Chaired by Silver Spring lawyer R. Robert Linowes, the commission, in an interim report, has suggested a reevaluation of the way state money is distributed because of the great differences in the wealth of the state's 23 counties -- with Montgomery on the high end and Baltimore at the lower end.
Montgomery County officials believe that means the state will cut funding to wealthy counties and transfer it to poorer ones.
Kramer said Montgomery is most worried about proposals to change the state's contributions to teacher pensions and Social Security and plans to make the piggyback income tax -- long considered a local tax -- a state tax.
While Kramer's tone was diplomatic, he made clear that Montgomery County would resist any changes in those two revenue sources.
Speakers, including advocates for the elderly, labor leaders for teachers, candidates for political office and business people, told the commission to look beyond the stereotype of Montgomery as a place of wealth and comfort.
"Montgomery County is viewed by many as an area of affluence. It is a fact that large number of residents are highly educated. Therefore, they have good jobs and enjoy a comfortable lifestyle. However, it is also a fact that 78,500 residents are poor and 31,000 are considered very, very poor," said Carolyn N. Snowden, of the county Community Action Board.
"Montgomery County is facing continued problems in funding our infrastructure: our roads, our schools, our prisons, our police service and our fire service," said Kramer.
"We have fiscal problems," said Maysel Jackson, of the Gray Panthers.
Speakers conceded that places like Baltimore have problems and may need help. But the solution, they said, should not be retaliation against Montgomery and other counties.

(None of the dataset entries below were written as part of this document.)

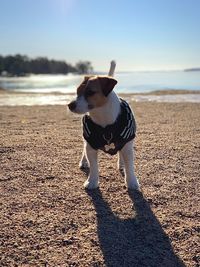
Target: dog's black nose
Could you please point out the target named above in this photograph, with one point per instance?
(72, 105)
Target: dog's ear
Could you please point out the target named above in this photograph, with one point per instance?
(107, 84)
(87, 77)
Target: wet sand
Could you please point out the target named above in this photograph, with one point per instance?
(48, 219)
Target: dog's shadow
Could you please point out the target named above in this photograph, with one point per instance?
(139, 241)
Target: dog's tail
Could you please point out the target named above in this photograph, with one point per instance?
(112, 68)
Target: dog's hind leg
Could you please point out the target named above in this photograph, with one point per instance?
(120, 163)
(130, 178)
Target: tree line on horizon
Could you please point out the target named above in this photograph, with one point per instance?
(19, 65)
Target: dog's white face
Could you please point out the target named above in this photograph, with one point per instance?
(92, 93)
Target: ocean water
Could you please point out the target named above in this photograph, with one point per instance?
(60, 89)
(132, 82)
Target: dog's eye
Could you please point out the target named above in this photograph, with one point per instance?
(90, 93)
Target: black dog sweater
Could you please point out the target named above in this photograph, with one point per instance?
(113, 137)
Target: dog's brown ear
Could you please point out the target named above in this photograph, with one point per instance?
(107, 84)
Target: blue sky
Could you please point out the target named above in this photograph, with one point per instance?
(139, 34)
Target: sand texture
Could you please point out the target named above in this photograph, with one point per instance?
(48, 219)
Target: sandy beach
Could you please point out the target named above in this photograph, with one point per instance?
(48, 219)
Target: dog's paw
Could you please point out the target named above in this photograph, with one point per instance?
(91, 184)
(83, 165)
(121, 170)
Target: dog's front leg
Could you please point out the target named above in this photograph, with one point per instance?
(93, 180)
(84, 163)
(130, 178)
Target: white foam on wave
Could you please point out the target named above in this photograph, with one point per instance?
(54, 99)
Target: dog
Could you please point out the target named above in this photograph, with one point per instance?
(108, 124)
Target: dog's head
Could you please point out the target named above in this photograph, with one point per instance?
(92, 93)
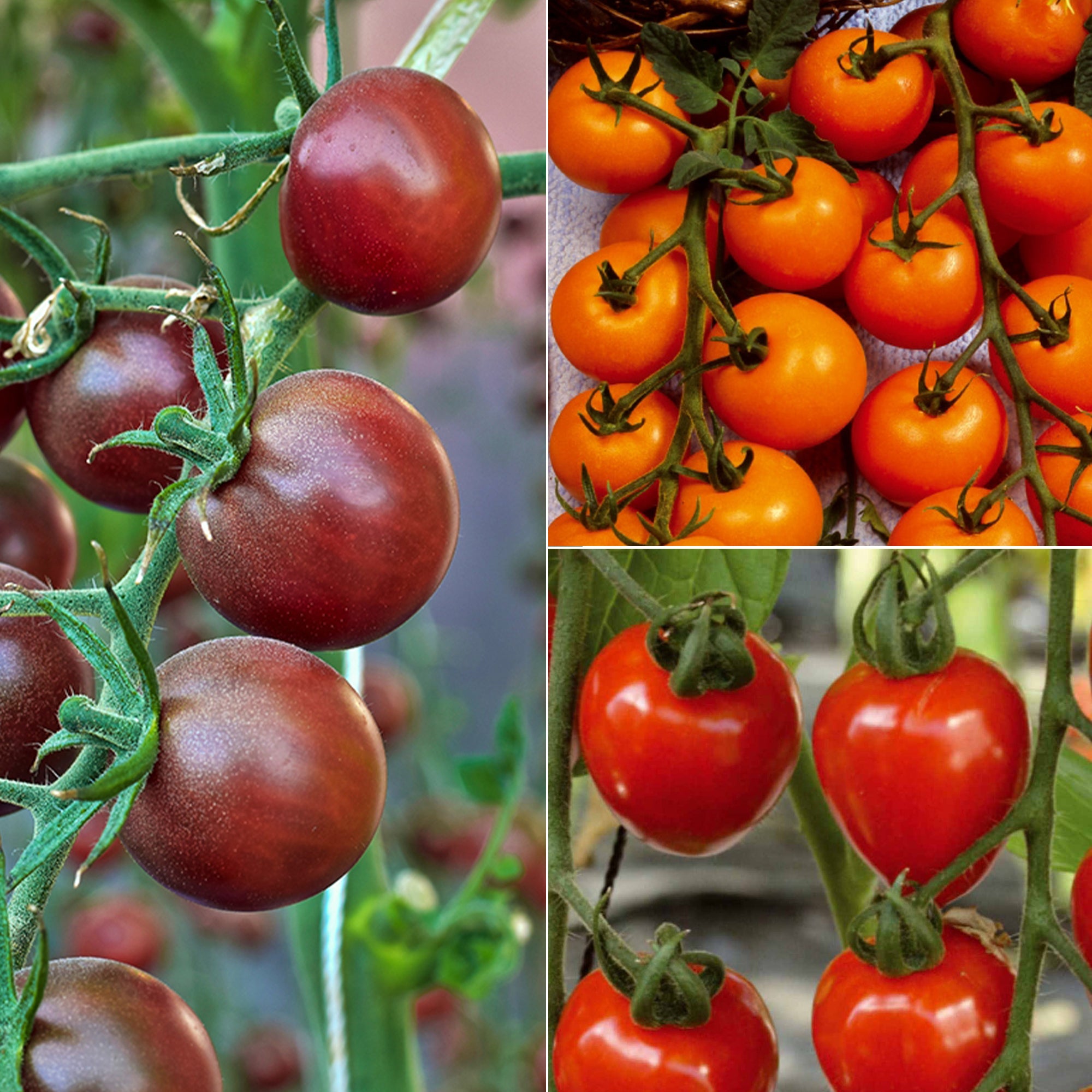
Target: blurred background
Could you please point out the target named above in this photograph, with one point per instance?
(77, 76)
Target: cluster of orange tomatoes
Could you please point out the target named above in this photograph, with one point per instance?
(823, 259)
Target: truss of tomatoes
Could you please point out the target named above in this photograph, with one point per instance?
(810, 272)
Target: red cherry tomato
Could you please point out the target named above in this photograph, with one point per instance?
(393, 197)
(687, 775)
(599, 1047)
(917, 769)
(934, 1031)
(865, 120)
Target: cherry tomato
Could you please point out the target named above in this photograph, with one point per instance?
(118, 928)
(618, 459)
(1059, 472)
(650, 217)
(566, 531)
(924, 527)
(798, 242)
(393, 197)
(596, 147)
(120, 379)
(11, 398)
(933, 1031)
(1069, 253)
(778, 505)
(599, 1047)
(1012, 174)
(270, 780)
(38, 533)
(327, 545)
(917, 769)
(809, 387)
(103, 1027)
(930, 174)
(870, 120)
(1060, 373)
(907, 455)
(687, 775)
(930, 301)
(39, 670)
(1032, 42)
(630, 346)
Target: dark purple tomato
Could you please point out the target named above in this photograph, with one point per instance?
(393, 197)
(39, 670)
(38, 533)
(11, 398)
(120, 379)
(341, 523)
(270, 781)
(105, 1027)
(118, 928)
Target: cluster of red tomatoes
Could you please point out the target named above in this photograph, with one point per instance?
(830, 252)
(915, 770)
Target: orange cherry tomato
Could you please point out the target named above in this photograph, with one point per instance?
(1059, 472)
(798, 242)
(778, 505)
(1061, 373)
(616, 459)
(865, 120)
(922, 526)
(627, 346)
(566, 531)
(597, 149)
(907, 455)
(810, 386)
(930, 301)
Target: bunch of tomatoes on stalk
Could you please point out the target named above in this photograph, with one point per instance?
(920, 766)
(317, 513)
(752, 292)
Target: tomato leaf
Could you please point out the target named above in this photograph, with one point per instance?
(693, 77)
(777, 31)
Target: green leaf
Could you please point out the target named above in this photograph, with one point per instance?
(777, 34)
(443, 37)
(693, 77)
(678, 576)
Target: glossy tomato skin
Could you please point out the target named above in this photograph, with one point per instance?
(39, 670)
(908, 456)
(930, 301)
(778, 505)
(1060, 373)
(11, 398)
(335, 544)
(590, 145)
(798, 242)
(38, 532)
(393, 197)
(689, 776)
(105, 1027)
(922, 526)
(809, 387)
(120, 379)
(933, 1031)
(618, 459)
(865, 121)
(1032, 42)
(1012, 174)
(270, 780)
(630, 346)
(917, 769)
(599, 1047)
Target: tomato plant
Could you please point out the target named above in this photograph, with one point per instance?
(327, 547)
(270, 781)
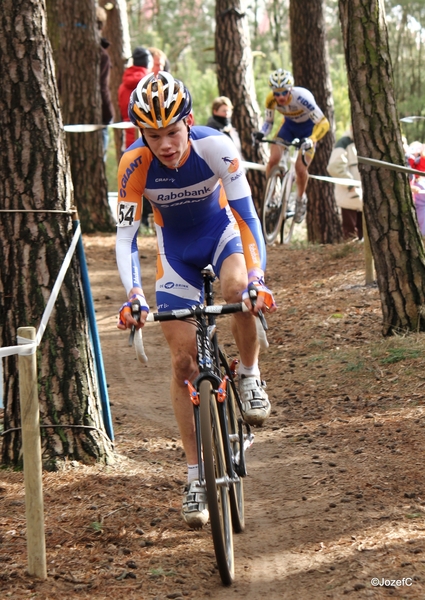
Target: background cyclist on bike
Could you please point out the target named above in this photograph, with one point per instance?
(303, 119)
(204, 214)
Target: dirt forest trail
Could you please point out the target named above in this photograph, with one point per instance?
(335, 493)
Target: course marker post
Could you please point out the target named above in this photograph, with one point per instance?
(31, 446)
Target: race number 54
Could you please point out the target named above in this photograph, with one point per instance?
(126, 213)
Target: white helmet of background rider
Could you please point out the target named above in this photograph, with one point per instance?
(281, 79)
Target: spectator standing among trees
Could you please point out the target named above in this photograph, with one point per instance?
(160, 60)
(142, 65)
(416, 159)
(105, 71)
(221, 119)
(343, 164)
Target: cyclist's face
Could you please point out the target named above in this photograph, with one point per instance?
(282, 97)
(168, 144)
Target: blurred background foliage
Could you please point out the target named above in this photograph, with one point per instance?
(184, 30)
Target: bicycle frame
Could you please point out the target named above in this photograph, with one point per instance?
(220, 437)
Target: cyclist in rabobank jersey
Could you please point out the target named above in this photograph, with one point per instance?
(204, 214)
(303, 119)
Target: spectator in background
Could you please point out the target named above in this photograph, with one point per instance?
(160, 60)
(105, 70)
(343, 163)
(416, 159)
(142, 65)
(221, 119)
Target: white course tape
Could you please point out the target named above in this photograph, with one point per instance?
(139, 347)
(88, 128)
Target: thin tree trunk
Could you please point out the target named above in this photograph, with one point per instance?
(236, 81)
(388, 208)
(36, 177)
(117, 32)
(311, 70)
(75, 41)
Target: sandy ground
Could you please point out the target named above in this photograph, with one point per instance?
(335, 494)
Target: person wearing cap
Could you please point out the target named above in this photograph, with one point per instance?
(416, 160)
(142, 65)
(105, 71)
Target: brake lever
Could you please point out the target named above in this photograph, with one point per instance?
(136, 314)
(253, 297)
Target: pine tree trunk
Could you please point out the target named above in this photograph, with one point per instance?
(235, 80)
(311, 71)
(75, 41)
(36, 177)
(390, 215)
(117, 32)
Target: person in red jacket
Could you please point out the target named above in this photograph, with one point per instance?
(142, 65)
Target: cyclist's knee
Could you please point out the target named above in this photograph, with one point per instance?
(184, 366)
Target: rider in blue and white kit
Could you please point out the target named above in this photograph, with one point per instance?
(204, 214)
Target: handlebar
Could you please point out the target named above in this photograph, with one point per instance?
(197, 311)
(135, 312)
(296, 143)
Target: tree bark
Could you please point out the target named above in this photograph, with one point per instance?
(36, 177)
(75, 41)
(388, 208)
(236, 81)
(310, 66)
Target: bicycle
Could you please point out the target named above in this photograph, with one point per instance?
(279, 203)
(222, 436)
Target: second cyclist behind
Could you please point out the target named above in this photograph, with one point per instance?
(303, 119)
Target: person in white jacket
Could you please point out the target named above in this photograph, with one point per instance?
(343, 163)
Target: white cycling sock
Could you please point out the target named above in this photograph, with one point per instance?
(253, 371)
(192, 473)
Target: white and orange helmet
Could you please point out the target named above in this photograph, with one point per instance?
(158, 101)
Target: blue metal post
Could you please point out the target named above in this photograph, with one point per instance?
(98, 359)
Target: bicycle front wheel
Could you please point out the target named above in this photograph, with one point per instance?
(216, 483)
(273, 209)
(290, 194)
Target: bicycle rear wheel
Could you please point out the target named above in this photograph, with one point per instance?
(237, 501)
(216, 483)
(290, 193)
(272, 211)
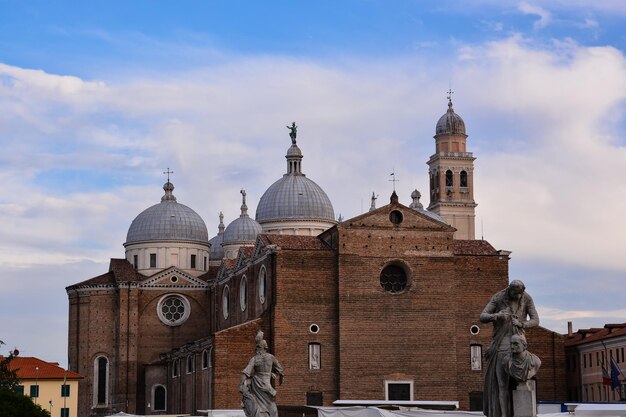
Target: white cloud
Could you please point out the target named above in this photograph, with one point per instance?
(544, 15)
(545, 124)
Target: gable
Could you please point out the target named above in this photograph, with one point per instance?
(397, 216)
(173, 278)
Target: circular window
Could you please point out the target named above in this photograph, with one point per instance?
(262, 279)
(226, 302)
(173, 309)
(396, 217)
(393, 278)
(243, 293)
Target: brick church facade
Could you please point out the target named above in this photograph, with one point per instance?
(384, 306)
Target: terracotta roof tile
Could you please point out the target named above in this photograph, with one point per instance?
(472, 247)
(583, 336)
(26, 368)
(295, 242)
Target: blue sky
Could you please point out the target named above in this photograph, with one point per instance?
(98, 98)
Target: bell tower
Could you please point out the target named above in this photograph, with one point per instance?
(451, 173)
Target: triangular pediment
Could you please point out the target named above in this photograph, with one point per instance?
(173, 278)
(396, 215)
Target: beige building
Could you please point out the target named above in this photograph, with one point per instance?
(53, 388)
(596, 363)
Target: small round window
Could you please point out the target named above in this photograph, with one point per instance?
(396, 217)
(393, 278)
(226, 302)
(173, 309)
(243, 293)
(262, 283)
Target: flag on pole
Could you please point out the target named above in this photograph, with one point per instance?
(606, 378)
(615, 371)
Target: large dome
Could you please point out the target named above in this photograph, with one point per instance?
(450, 123)
(242, 230)
(167, 220)
(294, 197)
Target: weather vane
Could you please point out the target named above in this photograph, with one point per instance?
(168, 172)
(393, 179)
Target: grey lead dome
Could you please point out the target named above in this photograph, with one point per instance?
(294, 197)
(167, 220)
(450, 123)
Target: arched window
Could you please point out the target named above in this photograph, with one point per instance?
(449, 179)
(190, 364)
(243, 293)
(226, 302)
(464, 179)
(262, 284)
(393, 278)
(159, 398)
(101, 381)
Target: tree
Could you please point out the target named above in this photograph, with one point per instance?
(8, 377)
(12, 403)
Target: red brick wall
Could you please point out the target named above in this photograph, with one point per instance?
(306, 294)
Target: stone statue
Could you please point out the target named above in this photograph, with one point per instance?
(255, 386)
(293, 133)
(522, 365)
(511, 310)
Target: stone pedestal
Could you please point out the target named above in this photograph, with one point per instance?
(525, 401)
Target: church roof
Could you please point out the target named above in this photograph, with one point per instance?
(294, 242)
(26, 368)
(168, 220)
(294, 196)
(450, 123)
(243, 229)
(472, 247)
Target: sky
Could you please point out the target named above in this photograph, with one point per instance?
(99, 98)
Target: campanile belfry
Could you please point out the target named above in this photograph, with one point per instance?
(451, 173)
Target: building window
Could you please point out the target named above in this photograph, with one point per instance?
(243, 293)
(463, 182)
(101, 379)
(476, 357)
(393, 278)
(262, 284)
(315, 356)
(159, 398)
(476, 401)
(314, 398)
(399, 390)
(226, 302)
(190, 364)
(173, 309)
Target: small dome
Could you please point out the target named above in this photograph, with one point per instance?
(167, 220)
(450, 123)
(217, 251)
(243, 229)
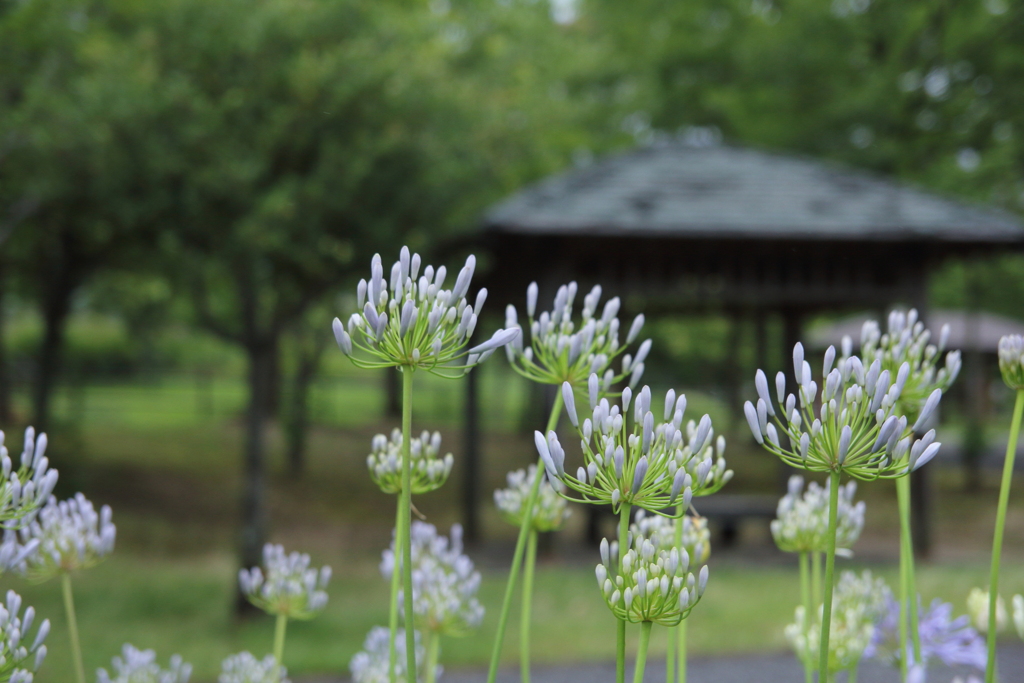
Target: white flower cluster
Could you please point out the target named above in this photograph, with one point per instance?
(858, 603)
(857, 429)
(71, 536)
(444, 583)
(417, 323)
(429, 472)
(802, 519)
(907, 341)
(290, 588)
(561, 350)
(977, 609)
(19, 656)
(371, 664)
(13, 554)
(694, 539)
(135, 666)
(648, 585)
(1012, 360)
(551, 510)
(25, 489)
(651, 466)
(244, 668)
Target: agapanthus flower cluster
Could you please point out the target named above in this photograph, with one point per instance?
(977, 608)
(647, 465)
(417, 323)
(135, 666)
(290, 587)
(551, 510)
(662, 531)
(648, 584)
(561, 350)
(371, 664)
(444, 584)
(13, 554)
(1012, 360)
(429, 471)
(949, 640)
(856, 430)
(244, 668)
(802, 519)
(18, 655)
(858, 603)
(906, 340)
(25, 489)
(71, 536)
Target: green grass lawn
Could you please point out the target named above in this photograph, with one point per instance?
(183, 605)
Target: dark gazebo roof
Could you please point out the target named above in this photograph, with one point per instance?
(682, 228)
(727, 191)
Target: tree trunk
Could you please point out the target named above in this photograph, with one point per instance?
(254, 517)
(5, 410)
(298, 414)
(56, 306)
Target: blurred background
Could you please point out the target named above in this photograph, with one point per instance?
(189, 190)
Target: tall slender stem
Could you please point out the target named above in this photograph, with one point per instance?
(624, 546)
(520, 547)
(670, 656)
(829, 571)
(805, 595)
(681, 646)
(680, 631)
(1000, 522)
(815, 581)
(527, 594)
(406, 519)
(433, 648)
(392, 620)
(76, 645)
(642, 651)
(909, 638)
(279, 639)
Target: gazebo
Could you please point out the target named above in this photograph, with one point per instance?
(679, 228)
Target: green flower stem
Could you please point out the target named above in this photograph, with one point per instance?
(76, 645)
(1000, 522)
(805, 594)
(527, 595)
(393, 609)
(834, 477)
(520, 547)
(681, 646)
(670, 656)
(815, 580)
(279, 639)
(624, 535)
(406, 517)
(907, 595)
(433, 647)
(642, 651)
(680, 631)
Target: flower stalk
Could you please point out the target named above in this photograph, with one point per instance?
(520, 547)
(527, 595)
(76, 645)
(1000, 522)
(642, 651)
(406, 516)
(829, 571)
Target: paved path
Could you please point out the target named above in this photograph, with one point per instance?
(740, 669)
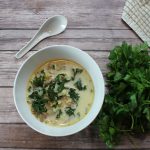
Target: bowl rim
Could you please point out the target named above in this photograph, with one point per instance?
(21, 115)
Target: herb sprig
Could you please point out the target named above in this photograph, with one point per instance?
(126, 109)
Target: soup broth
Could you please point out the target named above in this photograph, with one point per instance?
(60, 92)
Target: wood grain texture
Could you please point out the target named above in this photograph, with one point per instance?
(104, 14)
(93, 25)
(21, 136)
(84, 39)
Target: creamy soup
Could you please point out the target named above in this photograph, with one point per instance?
(60, 92)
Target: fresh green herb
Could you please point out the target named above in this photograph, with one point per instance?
(56, 86)
(75, 72)
(79, 85)
(53, 66)
(29, 88)
(70, 111)
(126, 109)
(35, 95)
(73, 94)
(59, 114)
(39, 80)
(39, 106)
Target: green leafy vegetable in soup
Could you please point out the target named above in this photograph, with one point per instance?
(57, 92)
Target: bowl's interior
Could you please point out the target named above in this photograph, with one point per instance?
(54, 52)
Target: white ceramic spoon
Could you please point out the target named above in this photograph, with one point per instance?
(52, 26)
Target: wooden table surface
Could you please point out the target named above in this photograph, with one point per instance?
(93, 25)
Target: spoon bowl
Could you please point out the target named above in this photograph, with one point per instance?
(50, 27)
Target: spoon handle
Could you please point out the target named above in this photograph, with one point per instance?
(35, 40)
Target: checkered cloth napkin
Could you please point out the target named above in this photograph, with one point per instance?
(136, 14)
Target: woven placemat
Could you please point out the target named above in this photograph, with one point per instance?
(136, 14)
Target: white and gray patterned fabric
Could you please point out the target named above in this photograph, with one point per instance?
(136, 14)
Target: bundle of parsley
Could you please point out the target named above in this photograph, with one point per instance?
(126, 108)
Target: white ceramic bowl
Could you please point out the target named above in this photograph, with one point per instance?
(52, 52)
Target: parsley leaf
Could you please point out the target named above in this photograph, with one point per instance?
(73, 94)
(75, 72)
(126, 108)
(79, 85)
(69, 111)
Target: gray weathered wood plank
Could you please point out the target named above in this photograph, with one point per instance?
(85, 39)
(9, 64)
(21, 136)
(80, 13)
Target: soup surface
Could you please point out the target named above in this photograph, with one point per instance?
(60, 92)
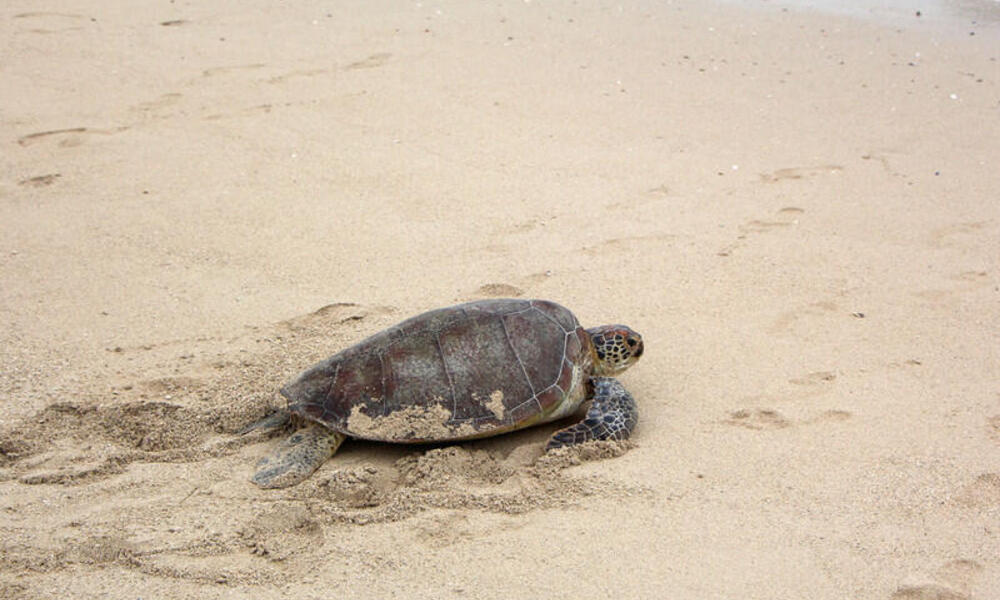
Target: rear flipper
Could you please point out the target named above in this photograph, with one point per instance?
(612, 416)
(297, 457)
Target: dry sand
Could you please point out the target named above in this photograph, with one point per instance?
(799, 212)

Del. Judith C. Toth (D-Montgomery) advised the members of the commmission to heed the Hippocratic code taken by doctors " . . . above all else, do no harm."
Instead of changing the way taxes and other state money are distributed, speakers suggested increases in taxes. Kramer suggested that the commission consider changes in the sales and other use taxes. Council member Neal Potter attacked the state's income tax as being particularly regressive.
The commission will make its final report by Dec. 31.